Malgré l’incertitude qui persiste en lien avec la pandémie, une vingtaine de nouveaux spectacles prévus au début de 2021 ont été annoncés la semaine dernière par le Centre des arts Juliette-Lassonde. Photo François Larivière | Le Courrier ©

Avec la conversion en formule distanciation d’une trentaine de spectacles déjà inscrits dans la programmation, le personnel de la billetterie du Centre des arts Juliette-Lassonde doit rappeler depuis quelques semaines tous les détenteurs de billets pour leur proposer de nouveaux sièges.

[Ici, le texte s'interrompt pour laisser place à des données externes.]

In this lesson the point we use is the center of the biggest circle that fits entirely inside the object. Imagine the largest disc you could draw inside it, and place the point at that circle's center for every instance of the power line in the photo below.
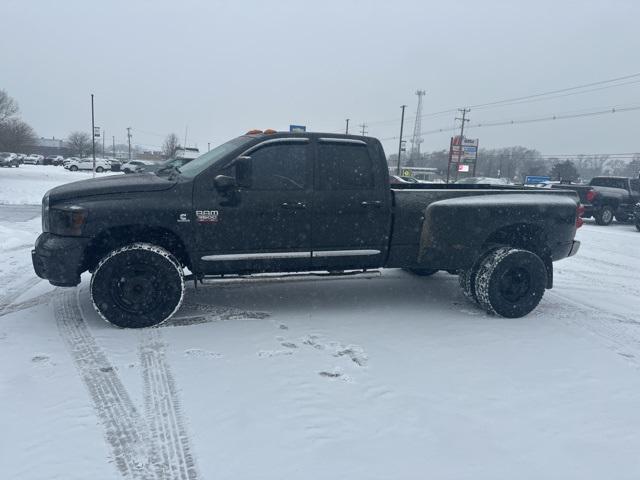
(532, 98)
(577, 87)
(550, 117)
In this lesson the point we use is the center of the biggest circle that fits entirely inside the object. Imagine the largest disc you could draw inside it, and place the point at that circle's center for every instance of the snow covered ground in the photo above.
(385, 376)
(28, 183)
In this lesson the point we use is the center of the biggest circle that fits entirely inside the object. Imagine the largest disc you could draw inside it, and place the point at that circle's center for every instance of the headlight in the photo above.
(67, 220)
(45, 212)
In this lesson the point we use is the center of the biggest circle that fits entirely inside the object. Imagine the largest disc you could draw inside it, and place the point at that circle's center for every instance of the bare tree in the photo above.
(15, 135)
(79, 143)
(170, 145)
(8, 107)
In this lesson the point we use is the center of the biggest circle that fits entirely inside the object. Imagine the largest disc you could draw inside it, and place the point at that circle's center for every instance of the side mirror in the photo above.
(243, 171)
(224, 183)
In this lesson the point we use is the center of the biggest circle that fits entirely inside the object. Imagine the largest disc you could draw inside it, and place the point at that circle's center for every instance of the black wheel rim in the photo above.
(136, 289)
(515, 284)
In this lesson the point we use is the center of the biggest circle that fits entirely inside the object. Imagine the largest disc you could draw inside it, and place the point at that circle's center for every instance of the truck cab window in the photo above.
(344, 167)
(279, 167)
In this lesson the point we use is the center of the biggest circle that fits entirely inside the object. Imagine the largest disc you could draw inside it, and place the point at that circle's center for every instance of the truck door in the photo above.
(351, 206)
(266, 226)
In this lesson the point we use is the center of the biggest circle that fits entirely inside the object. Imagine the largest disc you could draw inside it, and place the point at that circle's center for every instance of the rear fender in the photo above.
(457, 231)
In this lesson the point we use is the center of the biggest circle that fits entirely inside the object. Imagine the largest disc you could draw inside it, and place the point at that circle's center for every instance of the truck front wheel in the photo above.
(604, 215)
(136, 286)
(510, 282)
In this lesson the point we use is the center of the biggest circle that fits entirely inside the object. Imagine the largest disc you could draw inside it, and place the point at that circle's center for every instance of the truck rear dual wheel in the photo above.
(604, 215)
(510, 282)
(136, 286)
(421, 272)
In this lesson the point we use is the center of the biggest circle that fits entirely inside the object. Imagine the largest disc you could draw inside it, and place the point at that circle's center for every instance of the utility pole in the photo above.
(129, 140)
(463, 120)
(400, 142)
(416, 139)
(93, 138)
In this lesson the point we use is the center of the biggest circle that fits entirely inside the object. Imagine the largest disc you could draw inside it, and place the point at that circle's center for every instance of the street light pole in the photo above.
(93, 138)
(400, 143)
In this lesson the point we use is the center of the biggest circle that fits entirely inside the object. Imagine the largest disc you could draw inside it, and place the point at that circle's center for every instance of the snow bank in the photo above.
(29, 183)
(16, 235)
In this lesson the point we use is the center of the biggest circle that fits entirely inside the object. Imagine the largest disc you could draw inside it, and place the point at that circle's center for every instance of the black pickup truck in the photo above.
(606, 197)
(283, 202)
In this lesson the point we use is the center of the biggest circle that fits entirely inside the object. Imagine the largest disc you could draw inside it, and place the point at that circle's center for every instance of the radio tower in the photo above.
(416, 140)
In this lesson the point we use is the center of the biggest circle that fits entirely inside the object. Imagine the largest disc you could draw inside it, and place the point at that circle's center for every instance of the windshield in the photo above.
(194, 167)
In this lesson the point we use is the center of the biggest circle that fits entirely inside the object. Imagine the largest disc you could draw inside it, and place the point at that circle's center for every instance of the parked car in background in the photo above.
(53, 160)
(87, 164)
(396, 180)
(8, 159)
(33, 159)
(116, 165)
(135, 166)
(166, 165)
(483, 181)
(607, 197)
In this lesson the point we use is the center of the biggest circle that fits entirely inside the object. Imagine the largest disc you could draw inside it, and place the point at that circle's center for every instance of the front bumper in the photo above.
(59, 259)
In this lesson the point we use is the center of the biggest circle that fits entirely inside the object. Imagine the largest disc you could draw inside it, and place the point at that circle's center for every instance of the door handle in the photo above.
(294, 205)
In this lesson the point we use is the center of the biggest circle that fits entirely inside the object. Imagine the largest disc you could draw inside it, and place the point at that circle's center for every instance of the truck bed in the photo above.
(444, 225)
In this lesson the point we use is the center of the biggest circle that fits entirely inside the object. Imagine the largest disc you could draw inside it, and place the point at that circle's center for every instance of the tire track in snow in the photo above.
(32, 302)
(15, 291)
(172, 449)
(619, 332)
(124, 429)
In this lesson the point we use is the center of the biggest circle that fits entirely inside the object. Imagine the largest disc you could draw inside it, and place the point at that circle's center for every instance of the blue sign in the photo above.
(535, 179)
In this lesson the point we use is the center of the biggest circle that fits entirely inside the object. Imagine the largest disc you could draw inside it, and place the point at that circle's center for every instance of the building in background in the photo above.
(48, 146)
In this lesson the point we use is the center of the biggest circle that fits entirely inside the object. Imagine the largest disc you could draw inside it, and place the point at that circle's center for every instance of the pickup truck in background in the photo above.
(607, 197)
(296, 202)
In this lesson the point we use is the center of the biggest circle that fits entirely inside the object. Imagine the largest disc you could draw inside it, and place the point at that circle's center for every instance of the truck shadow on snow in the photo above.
(259, 298)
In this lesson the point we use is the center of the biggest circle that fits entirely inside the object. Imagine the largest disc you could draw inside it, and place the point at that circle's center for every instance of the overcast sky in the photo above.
(221, 68)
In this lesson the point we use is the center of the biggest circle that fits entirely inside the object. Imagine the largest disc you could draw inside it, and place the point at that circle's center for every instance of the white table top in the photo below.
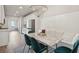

Photo Robert Gosselin | Le Courrier ©

Encouragé par les mesures annoncées par le ministère de la Culture pour aider l’écosystème culturel québécois, le Centre des arts Juliette-Lassonde met tout en œuvre pour pouvoir redémarrer la machine dès que ce sera possible. Une nouvelle programmation a été annoncée pour le début 2021 et des spectacles déjà prévus à l’horaire ont été convertis en formule distanciation.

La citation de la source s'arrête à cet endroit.